Stationäre Läden und wie sie heute
(noch) erfolgreich sein können

Jutta Blocher, Co-Founder und Head of Interior Design

Der Mix macht es aus: Stationärer Retail ist heute nicht mehr solitär zu sehen. Und auch nicht auf das Thema Online oder Offline zu reduzieren. Die große Aufgabe, die auf alle Akteure zukommt, ist, die Themen miteinander zu verflechten, um mehr Erlebnis zu bieten.

Schon jetzt gibt es Ansätze in einigen Städten, wo intelligente Konzepte Leere und Eintönigkeit auffangen. Eine unserer Stärken ist seit jeher die Revitalisierung – vor allem im Handel. Insofern erhalten wir hier oft auch weitergehende Anfragen. Wir beobachten derzeit beispielsweise eines unserer Projekte in Stuttgart sehr genau, weil es hier gelungen ist, eine Mischung aus Hotel, Gastronomie und Handel zu schaffen, die eine einst „tote“ Ecke in der Stadt wiederbelebt hat. Das Designhotel EmiLu, ein revitalisiertes Verwaltungsgebäude, besticht durch eine sehr individuelle Innenarchitektur und eine charmante Fassadengestaltung.
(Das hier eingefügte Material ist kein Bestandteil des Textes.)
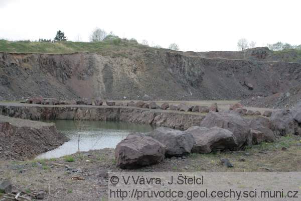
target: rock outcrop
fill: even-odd
[[[31,159],[67,140],[54,124],[0,115],[0,160]]]

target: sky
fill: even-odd
[[[60,30],[88,41],[98,27],[181,51],[236,51],[242,38],[299,45],[300,8],[298,0],[0,0],[0,39],[53,39]]]

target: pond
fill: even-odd
[[[54,123],[58,131],[70,140],[57,149],[39,155],[37,158],[59,158],[76,153],[79,148],[80,151],[115,148],[131,132],[144,133],[154,129],[149,125],[121,122],[55,120],[47,122]]]

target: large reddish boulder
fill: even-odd
[[[195,144],[191,152],[193,153],[210,153],[213,150],[237,149],[236,138],[231,131],[218,127],[211,128],[194,126],[185,131],[191,134]]]
[[[210,112],[201,123],[200,126],[208,128],[217,126],[232,132],[237,142],[237,148],[252,145],[249,121],[233,113]]]
[[[116,165],[123,169],[136,169],[159,163],[164,159],[166,147],[154,138],[139,134],[128,136],[115,149]]]

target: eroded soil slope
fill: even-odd
[[[0,53],[0,100],[38,95],[136,99],[144,94],[157,100],[237,99],[300,83],[301,64],[270,61],[264,50],[228,58],[146,47],[109,54]]]

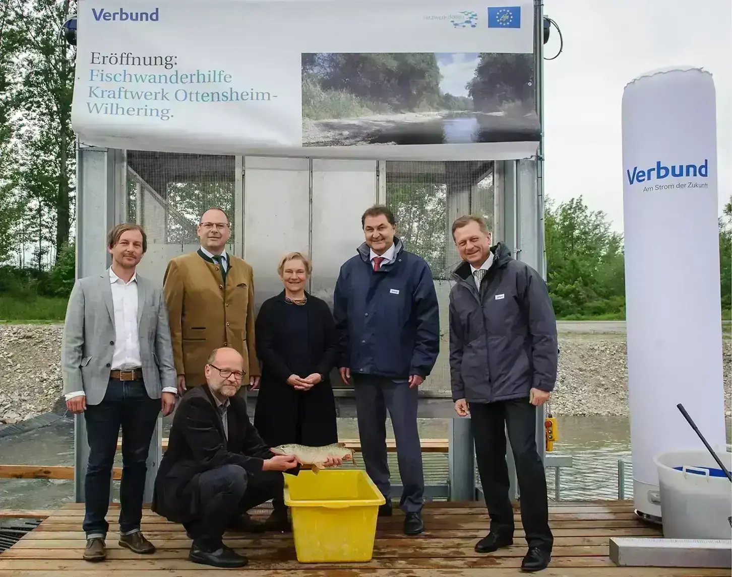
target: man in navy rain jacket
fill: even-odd
[[[386,464],[386,410],[397,442],[406,513],[404,532],[425,530],[425,478],[417,426],[418,388],[432,371],[440,347],[437,293],[430,267],[404,250],[394,214],[373,206],[361,218],[366,241],[340,268],[334,316],[340,377],[353,377],[359,436],[366,472],[392,513]]]
[[[524,571],[547,567],[553,537],[549,528],[546,478],[537,447],[537,407],[556,382],[556,320],[546,283],[477,216],[452,224],[463,262],[450,290],[450,375],[455,411],[469,413],[475,456],[490,531],[475,546],[492,553],[513,543],[506,434],[520,492],[521,522],[529,551]],[[505,428],[505,429],[504,429]]]

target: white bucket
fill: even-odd
[[[727,470],[732,469],[732,453],[715,453]],[[732,483],[706,449],[662,453],[653,461],[658,469],[664,537],[732,538]]]

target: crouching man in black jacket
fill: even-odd
[[[168,449],[155,479],[152,510],[182,523],[193,540],[189,559],[214,567],[248,562],[227,547],[227,529],[259,532],[290,529],[284,506],[262,522],[247,511],[279,497],[280,472],[296,475],[293,456],[277,456],[264,445],[236,395],[244,376],[242,355],[231,348],[214,350],[206,365],[206,384],[192,388],[180,401]]]
[[[556,381],[556,320],[539,273],[515,260],[504,244],[490,246],[480,218],[461,216],[452,238],[463,259],[450,290],[450,380],[455,411],[470,413],[478,472],[490,532],[475,546],[490,553],[513,543],[506,464],[508,431],[529,543],[525,571],[544,569],[553,539],[546,478],[537,448],[537,407]]]

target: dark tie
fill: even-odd
[[[219,268],[221,271],[221,278],[223,279],[224,284],[226,284],[226,269],[224,268],[224,257],[223,254],[217,254],[214,257],[214,262],[219,265]]]

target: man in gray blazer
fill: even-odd
[[[119,545],[140,554],[155,551],[140,531],[146,461],[157,416],[173,411],[177,391],[163,288],[135,272],[147,250],[145,232],[137,225],[118,225],[107,248],[111,267],[74,284],[61,345],[66,404],[84,413],[89,445],[83,524],[87,561],[106,557],[105,518],[120,427]]]

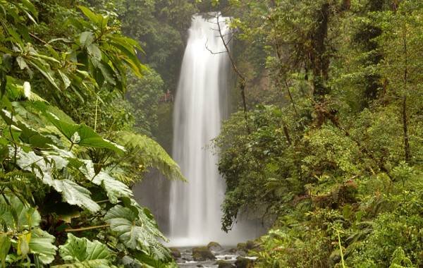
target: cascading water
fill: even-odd
[[[220,131],[227,104],[228,58],[217,18],[195,16],[189,30],[174,108],[173,152],[188,183],[173,183],[170,198],[170,243],[205,245],[211,240],[235,244],[238,232],[221,231],[220,206],[225,185],[217,156],[205,148]],[[228,36],[226,18],[218,17]]]

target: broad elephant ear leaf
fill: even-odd
[[[14,195],[8,197],[8,200],[10,205],[8,205],[7,211],[9,212],[9,214],[16,215],[13,224],[9,225],[8,229],[12,232],[20,233],[19,240],[25,242],[26,247],[26,252],[24,255],[37,255],[39,261],[44,264],[53,262],[57,250],[54,244],[55,238],[54,236],[38,227],[41,222],[41,216],[38,211],[23,204]],[[1,203],[1,202],[3,201],[0,200],[0,207],[5,205]],[[11,219],[10,217],[8,218]],[[8,221],[10,224],[10,220]],[[4,261],[4,257],[5,257],[8,253],[11,241],[7,236],[0,236],[0,260],[1,262]]]
[[[33,171],[44,183],[53,187],[61,193],[65,202],[85,208],[92,212],[100,209],[100,206],[91,199],[91,193],[87,188],[67,178],[57,180],[54,178],[52,173],[55,169],[60,169],[66,166],[68,159],[57,155],[48,155],[44,158],[35,154],[34,152],[27,153],[23,150],[20,150],[17,157],[18,166],[23,170]],[[51,160],[54,162],[54,166],[52,164],[46,162]],[[34,166],[35,169],[33,169]]]
[[[39,260],[44,264],[51,263],[54,260],[57,248],[54,245],[54,236],[40,229],[31,231],[30,240],[30,252],[38,255]]]
[[[103,139],[87,126],[65,122],[52,113],[46,113],[45,116],[73,144],[89,147],[109,149],[117,153],[123,153],[125,150],[123,147]],[[75,137],[78,137],[78,139]]]
[[[107,246],[97,240],[90,241],[68,234],[66,243],[59,247],[59,253],[66,264],[54,267],[113,267],[111,261],[115,257]]]

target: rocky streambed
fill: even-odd
[[[210,242],[207,246],[171,248],[172,256],[180,267],[250,268],[256,257],[247,256],[249,250],[258,249],[253,241],[238,243],[236,247],[223,247]]]

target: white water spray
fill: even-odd
[[[228,37],[226,18],[219,17]],[[221,230],[225,185],[217,170],[211,140],[220,131],[227,110],[228,58],[217,29],[217,18],[195,16],[189,30],[174,109],[173,158],[188,183],[173,183],[170,200],[170,244],[206,245],[212,240],[235,245],[246,236],[240,230]],[[211,51],[214,52],[212,54]]]

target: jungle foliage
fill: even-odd
[[[130,189],[152,166],[184,180],[123,100],[154,73],[77,4],[0,1],[0,267],[173,266]]]
[[[271,221],[263,267],[423,267],[422,1],[221,7],[248,106],[215,140],[223,229]]]

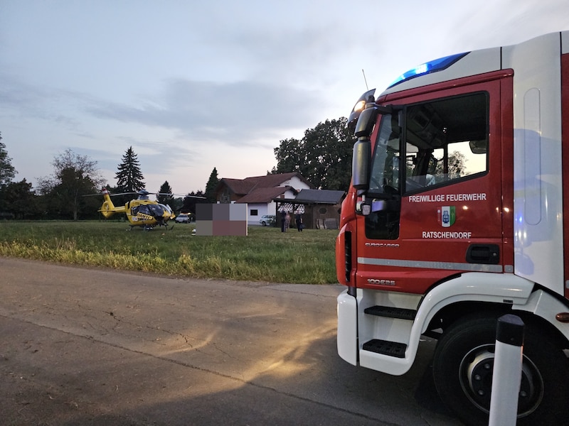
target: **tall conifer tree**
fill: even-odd
[[[122,163],[118,166],[117,172],[117,188],[123,192],[136,192],[144,189],[144,182],[142,172],[140,171],[140,164],[138,162],[137,154],[129,147],[127,153],[122,155]]]

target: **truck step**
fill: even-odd
[[[405,351],[407,349],[407,345],[397,342],[388,342],[387,340],[373,339],[364,343],[363,349],[364,351],[389,355],[395,358],[405,358]]]
[[[415,320],[415,316],[417,315],[417,311],[415,310],[391,306],[371,306],[366,308],[363,312],[370,315],[409,320],[410,321]]]

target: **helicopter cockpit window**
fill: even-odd
[[[147,207],[151,212],[150,214],[152,216],[161,216],[164,212],[164,207],[161,204],[147,204]]]
[[[139,204],[132,207],[132,215],[134,216],[140,213],[141,214],[151,214],[150,206],[152,204]]]

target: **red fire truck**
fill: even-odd
[[[569,31],[454,55],[365,93],[336,239],[338,352],[487,425],[496,319],[524,322],[518,425],[569,401]],[[565,170],[565,171],[564,171]]]

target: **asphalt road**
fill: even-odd
[[[0,258],[0,425],[461,425],[430,378],[336,351],[339,285]]]

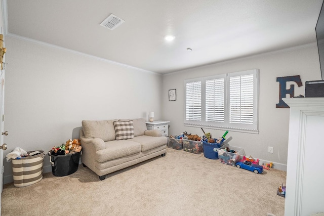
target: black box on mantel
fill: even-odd
[[[305,87],[305,97],[324,97],[324,80],[306,81]]]

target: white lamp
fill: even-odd
[[[148,114],[148,117],[150,118],[150,121],[151,122],[154,121],[153,118],[154,118],[154,112],[150,112]]]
Das Gebäude und sein Angebot, ein Mix mit Restaurant, Club-Bar und Handel, verleiht der gesamten Umgebung unweit des Stuttgarter Marktplatzes Glanz. Solche gemischten Konzepte werden wir bald noch viel häufiger sehen, denn sie tragen wesentlich zur Belebung der Innenstadt bei. Dabei geht es nicht nur darum, offen für andere Angebote zu sein, sondern auch Services zu definieren, die zur eigenen DNA passen. Abseits der Bedarfskäufe sind die Menschen anspruchsvoll geworden und suchen nicht nur das Erlebnis, sondern möchten am Puls der Zeit sein. Dazu müssen auch die Städte beitragen. Der Handel kann nicht ohne Stadt – die Stadt kann nicht ohne Handel.

Worauf kommt es also heute im stationären Retail an? Ein wichtiger Punkt für uns als Planer ist die Attraktivität der Erdgeschosse, die den Kund:innen einen leichten Einstieg gewährt. Darüber hinaus ist Flexibilität gefragt, um die Flächen kuratieren und leicht umgestalten zu können. Da hilft es, mit einer gewissen Lässigkeit an die Sache ranzugehen und Spielwiesen für das Publikum, sprich mehr Pop-up-Flächen zu schaffen. Die klassischen Sortimente sollten sinnvoll ergänzt werden. Das kann alles sein – von speziellen Service-Angeboten oder Lifestyle-Produkten bis zu regionalen Lebensmitteln.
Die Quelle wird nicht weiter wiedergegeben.